Done it three times. First time was a fall seeding and seeded it in spring because the fall didnt ge the moisture to germinate properly. It worked so well, that when I had a spring seeding (exactly as you describe) I called my dealer, got a reseed at 50% off and reseeded it. BOMBED and there isnt a reseed on a reseed program. So I cursed autoxicity for wasting my money. It really depends on how much growth you have. But definately 100% use your Brillion. And I would see if you can find a roller, not a cultipacker, but a roller to push the seed in. Because my 3rd time, thats what I did and it worked extremely well. So do as you want, but this guy right here is the king of shitty seeding luck and attempted recoveries. We always get just enough moisture to germinate and then it gets fried or frozen. I say try it but only if you brillion and roll it in.
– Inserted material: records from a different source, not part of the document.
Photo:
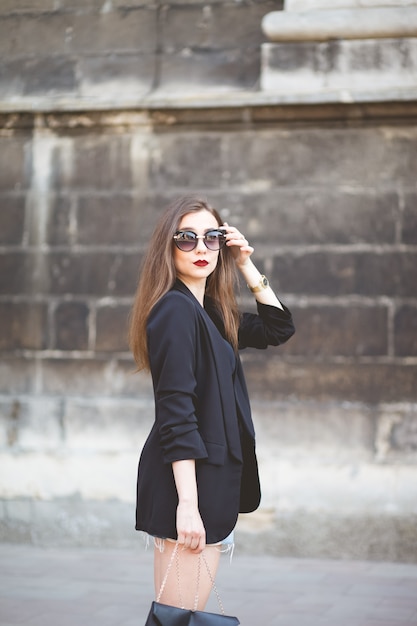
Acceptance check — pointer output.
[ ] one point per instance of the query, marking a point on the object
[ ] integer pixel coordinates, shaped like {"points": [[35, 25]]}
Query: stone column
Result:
{"points": [[343, 50]]}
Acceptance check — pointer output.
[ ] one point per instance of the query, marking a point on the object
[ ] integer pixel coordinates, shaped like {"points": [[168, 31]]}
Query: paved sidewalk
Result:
{"points": [[83, 587]]}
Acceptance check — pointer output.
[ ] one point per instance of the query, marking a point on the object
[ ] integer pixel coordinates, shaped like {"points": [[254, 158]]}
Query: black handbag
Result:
{"points": [[167, 615]]}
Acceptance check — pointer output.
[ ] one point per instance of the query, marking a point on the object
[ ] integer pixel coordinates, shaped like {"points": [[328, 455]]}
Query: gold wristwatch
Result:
{"points": [[263, 284]]}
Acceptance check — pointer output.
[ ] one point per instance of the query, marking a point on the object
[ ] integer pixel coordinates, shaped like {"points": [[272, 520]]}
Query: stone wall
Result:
{"points": [[325, 191], [101, 50]]}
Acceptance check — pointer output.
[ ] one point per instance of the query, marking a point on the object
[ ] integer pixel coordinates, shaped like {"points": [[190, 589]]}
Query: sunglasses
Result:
{"points": [[187, 240]]}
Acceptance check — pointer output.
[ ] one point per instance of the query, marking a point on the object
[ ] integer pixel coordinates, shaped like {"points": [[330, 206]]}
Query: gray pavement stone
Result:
{"points": [[113, 587]]}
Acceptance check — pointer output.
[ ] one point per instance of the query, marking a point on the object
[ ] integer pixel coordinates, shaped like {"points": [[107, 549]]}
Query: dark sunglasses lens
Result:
{"points": [[214, 239], [186, 241]]}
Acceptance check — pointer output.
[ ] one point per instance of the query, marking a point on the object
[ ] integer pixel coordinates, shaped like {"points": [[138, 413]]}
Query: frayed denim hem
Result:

Cultipacker on firm ground just wont get it done efficiently im afraid.


----------



## TNKid (Mar 23, 2011)

I am getting ready to reseed a fall field of alfalfa as well. I have heard from farmers in my area that if you run a no till seeder or a disc turned straight through the field and broadcast, it will split the roots of the existing crop. When this happens, each split of the roots comes back as a thicker plant. In addition to being a good way to reseed, it will thicken the plants that made it through the winter.


----------



## Vol (Jul 5, 2009)

I am going to do a burndown with glyphosate this coming week on a weak field of orchard grass and timothy....wait a week and till it, culti-pack it, let it rain on it at least once then plant my first RR Alfalfa toward the end of March. I am even somewhat excited about the prospects. I think there is not a more beautiful site than a good stand of Alfalfa....just never thought I would be doing so in East Tennessee. I have gleaned alot of valuable alfalfa knowledge from this site the last couple of years and received helpful tips from mlappin and others. Now,......if I can just get the stuff to dry down.








Ain't this Country great!

Regards, Mike


----------